As described in detail above, the present invention has a core metal part that is used as a hole reference, and two centered needles that serve as gripping surfaces are arranged in parallel and gripped at three points via floating claws. As a result, the axial movement of the diaphragm claw is eliminated, and the direction of the acting force during gripping is only in the radial direction.The inner diameter of the workpiece is used as proof by the axis regulation by the edge of the needle, so the workpiece can be easily moved.
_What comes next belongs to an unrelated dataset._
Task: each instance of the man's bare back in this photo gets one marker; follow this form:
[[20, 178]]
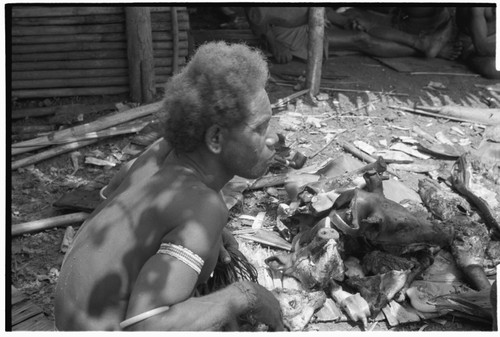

By grinding the end face, the perpendicularity of the end face to the inner diameter can be made accurate, and the machining accuracy, which was 10μ or more with conventional chucks, is now 5P, making it possible to achieve stable and high quality machining accuracy.

In addition, since the needle is based on the inner diameter of the workpiece, there is no need to worry about errors caused by scratches on the reference surface.

In addition, since the reference needle is gripped from the outside diameter, the rotational force of the workpiece becomes large and there is no risk of slipping.

[Brief explanation of the drawing]

Figure 1 shows the diaphragm chuck of this invention, and A- in Figure 2.
2 is a sectional view taken along line A, and FIG. 2 is a view taken along line BB in FIG. 1. 3... Chuck base, 5... Chuck frame, 6... Piston, 10... Diaphragm, 12... Core metal, 13. ...Needle, 14...Floating claw, 15...Upper claw.

Claims (1)

[Scope of utility model registration request] A diaphragm chuck configured to grip the outer diameter of a flange workpiece by claws supported by a diaphragm whose outer periphery is fixed to the chuck body, and a core bar protruding concentrically from the center of the end face of the chuck body; Two reference pins that are fixed concentrically in parallel in the axial direction with a circumferential gap in the small diameter part of the core metal that can be inserted into the inner diameter of the workpiece, and two reference pins that are fixed to the core metal or the chuck body and that are a floating claw having one gripping claw that abuts the outer diameter of the gripped workpiece directly above the center between the reference pins, and the claw supported by the diaphragm abuts the back surface of the gripping claw of the floating claw. 1. An outer diameter floating diaphragm chuck, characterized in that the workpiece is supported at three points on one side with the hole referenced so as to apply a gripping force to the floating jaws.